Before you get started, make sure that you have confirmed your topic with Dr. Ostrower. Choose the type of history (social, political, or economic), the state, and the year.
Before you dive into the library catalog, make sure that you know some basic information about your state and the United States during the time period that you are researching. To find out good trustworthy background information, you can begin with general reference materials.
- Britannica Academic includes the Encyclopedia Britannica, World Data Analyst (statistics on the countries of the world), Gateway to the Classics (significant works in literature, philosophy, history, and science), Merriam-Webster’s Collegiate Dictionary, and more.
- Gale Virtual Reference Library includes Encyclopedias, almanacs, and specialized reference sources for multidisciplinary and subject specific research in areas such as art, business, education, history, etc.
- Use the state entry in Britannica Academic to learn about the basic social, political, or economic history for your time period.
- Remember that information during a time period leading up to or including your year may be helpful in providing context! In some cases, you may not be able to find specific details about your year, but you will be able to find information about a timespan that includes your year.
- As you conduct your preliminary research, think of different search terms!
Political vs Social vs Economic History
Each type of history is written and researched differently. Below are some helpful clues for each type.
- Political history is more divided by year than other histories, especially following the establishment of the United States. Each year had different political leaders, political parties, political actors, etc.
- Questions that you might try to answer:
- What were the main political parties?
- What were the dissenting political parties?
- What were the major political arguments?
- What political voices were left out?
- How were the political parties funded?
- How were the state political issues tied to national issues?
- Economic history is less divided by year and more follows patterns tied to technological and market developments. You will want to be aware of the major changes and innovations that effected the economy. Very important to economic history is the living and working conditions of the working class and their organization.

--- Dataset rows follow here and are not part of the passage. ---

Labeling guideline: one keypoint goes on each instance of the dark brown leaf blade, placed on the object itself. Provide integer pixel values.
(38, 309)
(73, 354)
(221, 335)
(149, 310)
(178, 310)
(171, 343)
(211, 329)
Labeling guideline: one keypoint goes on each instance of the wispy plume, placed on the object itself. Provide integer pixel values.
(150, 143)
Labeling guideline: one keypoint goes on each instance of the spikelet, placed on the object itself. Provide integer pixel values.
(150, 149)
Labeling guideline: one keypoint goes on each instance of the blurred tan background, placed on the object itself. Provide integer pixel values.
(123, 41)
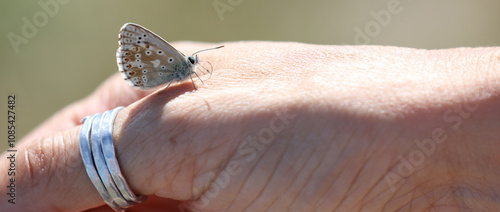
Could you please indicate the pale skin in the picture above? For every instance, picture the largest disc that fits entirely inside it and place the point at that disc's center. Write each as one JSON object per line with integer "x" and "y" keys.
{"x": 287, "y": 127}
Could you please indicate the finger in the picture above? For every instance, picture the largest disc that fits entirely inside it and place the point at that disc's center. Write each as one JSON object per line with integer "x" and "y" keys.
{"x": 110, "y": 94}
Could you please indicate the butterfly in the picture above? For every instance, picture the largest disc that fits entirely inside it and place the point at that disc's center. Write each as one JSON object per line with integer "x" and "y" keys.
{"x": 146, "y": 60}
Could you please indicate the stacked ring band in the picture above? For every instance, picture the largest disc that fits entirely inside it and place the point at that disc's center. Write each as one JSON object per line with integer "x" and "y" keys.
{"x": 99, "y": 158}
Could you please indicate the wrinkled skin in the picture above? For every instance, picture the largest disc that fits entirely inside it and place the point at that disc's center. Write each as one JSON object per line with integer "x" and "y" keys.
{"x": 288, "y": 127}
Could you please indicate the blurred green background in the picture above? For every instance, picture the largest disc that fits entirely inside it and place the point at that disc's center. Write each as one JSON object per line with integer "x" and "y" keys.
{"x": 73, "y": 50}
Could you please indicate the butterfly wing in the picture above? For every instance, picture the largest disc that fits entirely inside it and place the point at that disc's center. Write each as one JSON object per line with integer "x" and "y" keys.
{"x": 145, "y": 60}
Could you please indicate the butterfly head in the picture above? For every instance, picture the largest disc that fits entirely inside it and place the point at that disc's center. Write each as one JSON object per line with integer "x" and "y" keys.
{"x": 193, "y": 59}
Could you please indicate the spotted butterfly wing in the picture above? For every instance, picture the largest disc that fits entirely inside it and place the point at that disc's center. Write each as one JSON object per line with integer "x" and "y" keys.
{"x": 145, "y": 60}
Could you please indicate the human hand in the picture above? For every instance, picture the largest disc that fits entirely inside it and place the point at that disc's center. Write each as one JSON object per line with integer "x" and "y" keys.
{"x": 288, "y": 126}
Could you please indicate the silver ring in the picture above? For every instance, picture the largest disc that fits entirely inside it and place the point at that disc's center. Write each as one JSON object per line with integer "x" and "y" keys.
{"x": 99, "y": 158}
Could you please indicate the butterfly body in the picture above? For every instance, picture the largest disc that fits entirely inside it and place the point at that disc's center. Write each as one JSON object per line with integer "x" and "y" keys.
{"x": 145, "y": 60}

- Questions you might try to answer:
- What were the major economic drivers?
- What technologies were used heavily at the time?
- What were the most profitable markets?
- What was the economic division of classes at the time?

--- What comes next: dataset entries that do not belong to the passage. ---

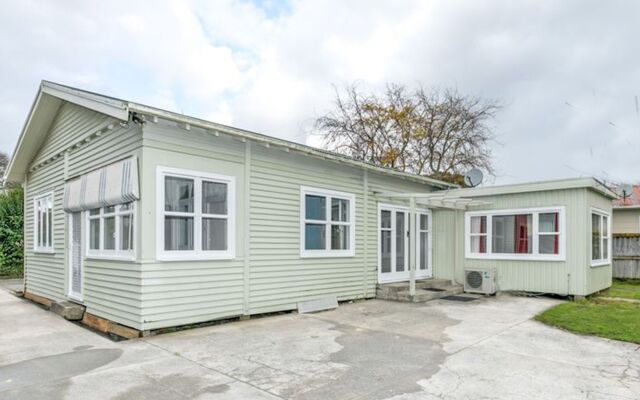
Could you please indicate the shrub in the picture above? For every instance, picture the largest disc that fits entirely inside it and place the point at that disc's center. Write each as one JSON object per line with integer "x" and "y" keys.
{"x": 11, "y": 232}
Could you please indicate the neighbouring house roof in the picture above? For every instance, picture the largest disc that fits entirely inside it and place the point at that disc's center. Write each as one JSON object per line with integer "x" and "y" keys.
{"x": 632, "y": 201}
{"x": 559, "y": 184}
{"x": 51, "y": 95}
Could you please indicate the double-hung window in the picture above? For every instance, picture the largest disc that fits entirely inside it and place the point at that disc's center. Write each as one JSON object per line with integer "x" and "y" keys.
{"x": 110, "y": 231}
{"x": 43, "y": 223}
{"x": 195, "y": 215}
{"x": 600, "y": 238}
{"x": 523, "y": 234}
{"x": 327, "y": 223}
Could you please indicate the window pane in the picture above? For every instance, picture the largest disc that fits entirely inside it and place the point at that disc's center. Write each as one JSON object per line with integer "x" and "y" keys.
{"x": 315, "y": 207}
{"x": 424, "y": 222}
{"x": 512, "y": 234}
{"x": 595, "y": 237}
{"x": 340, "y": 210}
{"x": 478, "y": 244}
{"x": 94, "y": 234}
{"x": 339, "y": 237}
{"x": 126, "y": 233}
{"x": 178, "y": 194}
{"x": 479, "y": 224}
{"x": 109, "y": 233}
{"x": 385, "y": 250}
{"x": 214, "y": 198}
{"x": 548, "y": 244}
{"x": 214, "y": 234}
{"x": 314, "y": 237}
{"x": 400, "y": 237}
{"x": 385, "y": 219}
{"x": 178, "y": 233}
{"x": 39, "y": 229}
{"x": 424, "y": 246}
{"x": 548, "y": 222}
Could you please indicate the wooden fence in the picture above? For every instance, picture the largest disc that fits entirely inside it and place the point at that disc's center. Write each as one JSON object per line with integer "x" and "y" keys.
{"x": 626, "y": 256}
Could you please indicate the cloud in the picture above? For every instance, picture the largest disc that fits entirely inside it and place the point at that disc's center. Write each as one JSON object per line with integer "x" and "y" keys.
{"x": 566, "y": 72}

- What was life like for the working class?
- Was the working class organized?
- What were the goals of the working class?
- How did the ruling class exploit the working class?

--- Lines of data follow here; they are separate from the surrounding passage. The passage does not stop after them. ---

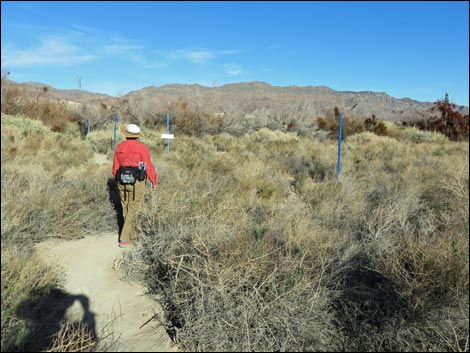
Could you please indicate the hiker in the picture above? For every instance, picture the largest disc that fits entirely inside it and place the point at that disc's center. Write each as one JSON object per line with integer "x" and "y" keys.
{"x": 132, "y": 166}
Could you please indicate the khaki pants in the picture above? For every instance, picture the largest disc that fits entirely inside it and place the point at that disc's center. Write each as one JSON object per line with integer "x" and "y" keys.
{"x": 130, "y": 208}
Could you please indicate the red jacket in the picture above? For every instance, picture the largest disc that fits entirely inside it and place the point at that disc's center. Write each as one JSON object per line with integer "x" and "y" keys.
{"x": 129, "y": 153}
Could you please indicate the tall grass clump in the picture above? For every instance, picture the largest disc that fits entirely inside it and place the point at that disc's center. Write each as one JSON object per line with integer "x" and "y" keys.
{"x": 255, "y": 244}
{"x": 50, "y": 188}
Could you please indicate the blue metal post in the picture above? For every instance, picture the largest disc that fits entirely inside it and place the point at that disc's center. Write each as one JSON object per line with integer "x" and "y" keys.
{"x": 167, "y": 131}
{"x": 115, "y": 127}
{"x": 339, "y": 143}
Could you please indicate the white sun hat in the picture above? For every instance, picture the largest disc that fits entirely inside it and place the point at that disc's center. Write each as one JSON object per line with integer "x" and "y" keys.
{"x": 131, "y": 130}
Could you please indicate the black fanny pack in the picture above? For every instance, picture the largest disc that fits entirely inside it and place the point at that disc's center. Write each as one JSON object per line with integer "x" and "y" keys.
{"x": 129, "y": 176}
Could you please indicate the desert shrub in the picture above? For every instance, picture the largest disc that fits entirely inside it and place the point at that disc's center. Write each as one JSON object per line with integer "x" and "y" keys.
{"x": 193, "y": 121}
{"x": 451, "y": 123}
{"x": 350, "y": 126}
{"x": 49, "y": 189}
{"x": 257, "y": 232}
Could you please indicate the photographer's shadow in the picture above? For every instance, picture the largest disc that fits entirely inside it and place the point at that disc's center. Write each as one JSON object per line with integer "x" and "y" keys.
{"x": 115, "y": 200}
{"x": 46, "y": 311}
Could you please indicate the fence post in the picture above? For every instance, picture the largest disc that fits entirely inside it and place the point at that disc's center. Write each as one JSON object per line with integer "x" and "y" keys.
{"x": 167, "y": 131}
{"x": 115, "y": 127}
{"x": 339, "y": 143}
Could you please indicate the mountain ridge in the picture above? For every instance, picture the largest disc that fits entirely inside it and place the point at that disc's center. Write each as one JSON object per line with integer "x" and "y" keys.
{"x": 255, "y": 98}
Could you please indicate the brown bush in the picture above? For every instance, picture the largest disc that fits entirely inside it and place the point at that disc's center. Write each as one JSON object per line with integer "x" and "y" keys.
{"x": 193, "y": 122}
{"x": 451, "y": 123}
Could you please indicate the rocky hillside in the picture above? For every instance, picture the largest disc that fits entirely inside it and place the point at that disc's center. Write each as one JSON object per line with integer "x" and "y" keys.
{"x": 254, "y": 99}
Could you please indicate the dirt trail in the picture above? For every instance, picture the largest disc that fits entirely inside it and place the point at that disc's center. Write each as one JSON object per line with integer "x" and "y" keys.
{"x": 118, "y": 309}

- Social history is not as divided along specific years. It changes slowly at times and rapidly at others depending on the political and economic conditions. Providing the context for the living conditions of the people will be important to understanding the social history in your year.
- Some questions you might answer:
- What were the class divisions at the time?
- What were the working conditions for members of each class?
- What were the living conditions for members of each class?
- Who falls outside of the standard class divisions?
- Indigenous people? Women? Black folks?
- What was the difference between living and working conditions for everyone?
- What were the political and economic factors that shaped the lived experiences of different people?
- What social groups existed at the time?
- What were the goals of the social groups?